Toen ik klein was wist ik niet wat ik wilde worden. Pas toen de computer kwam wist ik het: iets met computers. Dat heb ik tien jaar gedaan, daarna ben ik striptekenaar geworden.
4. Is het tekenen van strips een hobby van u of verdient u er ook uw geld mee?
Het is begonnen als hobby, later werd het een bijverdienste. Tegenwoordig is het mijn enige bron van inkomsten.
5. Tekent u nog meer strips behalve Opa?
Ja.
6. Zo ja, kunt u daar ook iets meer over zeggen?
Er staat nog een stripserie IDfamily van me op de website myID.nl. Ik teken ook nog een stripje voor een personeelsblad van een energieleverancier. Binnenkort maak ik een stripje voor een e-mail-nieuwsbrief van een softwarebedrijf. Wat ik veel meer doe is schrijven voor anderen. Ik heb afleveringen geschreven voor Jan, Jans en de kinderen, Dirkjan, Donald Duck, Kort en Triest en De Red@ctie. Daarnaast schrijf ik voor het blad Okki en het TV-programma Sesamstraat.
7. Welke strips leest u zelf het liefst?
Ik lees elke strip die ik tegenkom, maar het meest kan ik genieten van Asterix en Lucky Luke.
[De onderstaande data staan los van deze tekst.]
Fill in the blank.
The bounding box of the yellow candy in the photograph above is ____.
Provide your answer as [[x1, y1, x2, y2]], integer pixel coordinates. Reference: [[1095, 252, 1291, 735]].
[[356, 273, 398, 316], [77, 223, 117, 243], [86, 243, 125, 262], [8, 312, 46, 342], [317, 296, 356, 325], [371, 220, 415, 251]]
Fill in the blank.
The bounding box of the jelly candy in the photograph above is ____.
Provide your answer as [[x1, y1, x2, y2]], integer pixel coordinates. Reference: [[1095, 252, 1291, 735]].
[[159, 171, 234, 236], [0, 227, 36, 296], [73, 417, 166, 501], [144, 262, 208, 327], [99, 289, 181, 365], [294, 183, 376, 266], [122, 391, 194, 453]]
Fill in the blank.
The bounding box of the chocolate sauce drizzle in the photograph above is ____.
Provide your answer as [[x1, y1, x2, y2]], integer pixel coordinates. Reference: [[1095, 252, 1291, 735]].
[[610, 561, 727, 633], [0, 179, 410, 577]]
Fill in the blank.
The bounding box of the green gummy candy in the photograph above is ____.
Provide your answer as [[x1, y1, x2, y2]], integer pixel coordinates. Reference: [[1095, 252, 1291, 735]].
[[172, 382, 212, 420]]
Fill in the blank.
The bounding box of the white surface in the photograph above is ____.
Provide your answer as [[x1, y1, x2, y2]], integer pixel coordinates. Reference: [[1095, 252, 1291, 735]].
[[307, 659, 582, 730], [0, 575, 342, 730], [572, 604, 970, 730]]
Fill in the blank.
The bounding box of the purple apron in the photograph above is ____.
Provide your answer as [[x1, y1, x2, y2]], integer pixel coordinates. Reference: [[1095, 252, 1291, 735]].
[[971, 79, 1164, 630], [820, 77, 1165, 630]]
8. Hoe komt u steeds op nieuwe ideeën voor uw strips? Of bedenkt iemand anders die?
Ik bedenk al mijn strips zelf, en ik bedenk strips voor anderen. Meestal begin ik met een onderwerp, bijvoorbeeld “Nieuwe aardappelen”. En dan begin ik gewoon na te denken over wat daarmee kan gebeuren net zolang tot ik iets grappigs daarmee bedacht heb. (“Opa koopt nieuwe aardappelen van een andere boer om ze zelf te kunnen verkopen”) Maar alleen de grap is nog niet genoeg, daarna moet ik bedenken hoe ik de grap het beste kan vertellen.
9. Voor welke doelgroep maakt u vooral strips?
Elke strip wordt gemaakt voor de lezers van het blad waar de strip in staat.
10. Hoe lang bent u gemiddeld bezig met een strip van 1 A4?
Een Opa-strip kan ik bedenken, schetsen, inkten en inkleuren in 1 dag, als het moet. Maar meestal ben ik er 2 tot 3 dagen mee bezig. Tussendoor bedenk ik dan strips voor anderen, of ik doe de was, of ik haal de kinderen van school, of ik zit gewoon wat te niksen.